16. Take One Step at a Time

An old joke asks “How do you eat an elephant?” And the answer is “One bite at a time.” Similarly, you can break virtually any large goals into manageable pieces. Map out the journey as your first step. You can also identify any resources you need for each one – such as money for fees or the expertise of a plumber – to ground yourself. Accomplishing each one will give you an emotional boost.

17. Counteract Negative Thoughts

If you face a recurring negative thought, you may have trouble taming it by just trying to shut it down. Instead, write it down. Next to it, write a positive thought that is the opposite. “I am stupid” becomes “I was a strong student.” The message of “I will never fall in love” becomes “I haven’t met the love of my life yet, but I will keep looking.” You can get silly but stay positive.

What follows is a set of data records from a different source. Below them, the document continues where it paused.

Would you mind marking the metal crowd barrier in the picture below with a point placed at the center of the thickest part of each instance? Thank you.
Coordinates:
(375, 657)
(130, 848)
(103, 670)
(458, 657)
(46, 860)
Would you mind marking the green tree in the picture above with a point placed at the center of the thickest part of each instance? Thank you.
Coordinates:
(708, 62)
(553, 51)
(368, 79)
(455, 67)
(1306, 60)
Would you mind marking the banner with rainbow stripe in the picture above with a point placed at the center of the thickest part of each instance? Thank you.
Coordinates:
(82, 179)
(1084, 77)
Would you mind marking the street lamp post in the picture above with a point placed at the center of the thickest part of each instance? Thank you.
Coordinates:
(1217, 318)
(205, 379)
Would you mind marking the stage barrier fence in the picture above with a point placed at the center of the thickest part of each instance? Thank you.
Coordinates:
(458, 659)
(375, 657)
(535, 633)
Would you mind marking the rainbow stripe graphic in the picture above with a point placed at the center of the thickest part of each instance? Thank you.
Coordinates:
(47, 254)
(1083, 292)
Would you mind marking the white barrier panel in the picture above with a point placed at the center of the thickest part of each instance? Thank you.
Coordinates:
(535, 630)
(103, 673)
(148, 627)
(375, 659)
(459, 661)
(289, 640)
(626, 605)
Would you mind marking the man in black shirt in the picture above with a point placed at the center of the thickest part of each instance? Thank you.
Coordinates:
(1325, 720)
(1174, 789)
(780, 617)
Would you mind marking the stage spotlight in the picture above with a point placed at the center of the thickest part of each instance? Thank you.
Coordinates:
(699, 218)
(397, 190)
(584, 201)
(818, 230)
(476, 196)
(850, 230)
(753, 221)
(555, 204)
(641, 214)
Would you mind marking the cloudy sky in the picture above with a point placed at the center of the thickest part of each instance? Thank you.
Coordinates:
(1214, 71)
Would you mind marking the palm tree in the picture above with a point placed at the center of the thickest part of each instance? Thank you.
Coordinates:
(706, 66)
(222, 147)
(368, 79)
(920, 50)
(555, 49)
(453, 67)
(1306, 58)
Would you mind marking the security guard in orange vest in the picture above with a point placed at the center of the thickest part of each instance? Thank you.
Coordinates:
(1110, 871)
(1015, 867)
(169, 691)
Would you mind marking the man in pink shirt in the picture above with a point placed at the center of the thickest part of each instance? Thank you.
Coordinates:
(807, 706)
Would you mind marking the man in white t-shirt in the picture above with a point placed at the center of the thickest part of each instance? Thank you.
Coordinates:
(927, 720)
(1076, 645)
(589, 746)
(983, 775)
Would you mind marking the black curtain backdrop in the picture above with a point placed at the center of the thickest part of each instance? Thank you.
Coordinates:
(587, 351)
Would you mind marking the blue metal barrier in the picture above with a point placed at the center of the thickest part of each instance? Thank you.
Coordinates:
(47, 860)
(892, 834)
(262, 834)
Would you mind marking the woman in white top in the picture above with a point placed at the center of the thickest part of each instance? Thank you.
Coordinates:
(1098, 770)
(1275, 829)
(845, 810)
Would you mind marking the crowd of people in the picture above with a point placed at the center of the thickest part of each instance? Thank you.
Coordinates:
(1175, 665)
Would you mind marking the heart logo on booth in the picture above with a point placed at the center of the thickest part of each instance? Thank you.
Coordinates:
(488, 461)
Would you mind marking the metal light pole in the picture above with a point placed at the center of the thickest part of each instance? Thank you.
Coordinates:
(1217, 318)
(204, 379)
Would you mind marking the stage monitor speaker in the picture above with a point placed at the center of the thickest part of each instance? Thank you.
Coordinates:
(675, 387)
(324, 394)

18. Visualize the Happiest Parts of Your Day

Rather than come in the door complaining about what went wrong, tell yourself and your loved ones about the bright spots. Even better, write them down. This makes you grateful and focuses on the positive. It doesn’t wipe out the negative memories but doesn’t highlight them either.

19. Reframe Your Negative Thoughts

If you go to a party expecting to have a bad time, you probably will. Instead, keep an open mind and try to find an enjoyable part of the evening. Maybe your host has stunning artwork, or you meet someone with a mutual hobby. Try to match five good things for every negative one.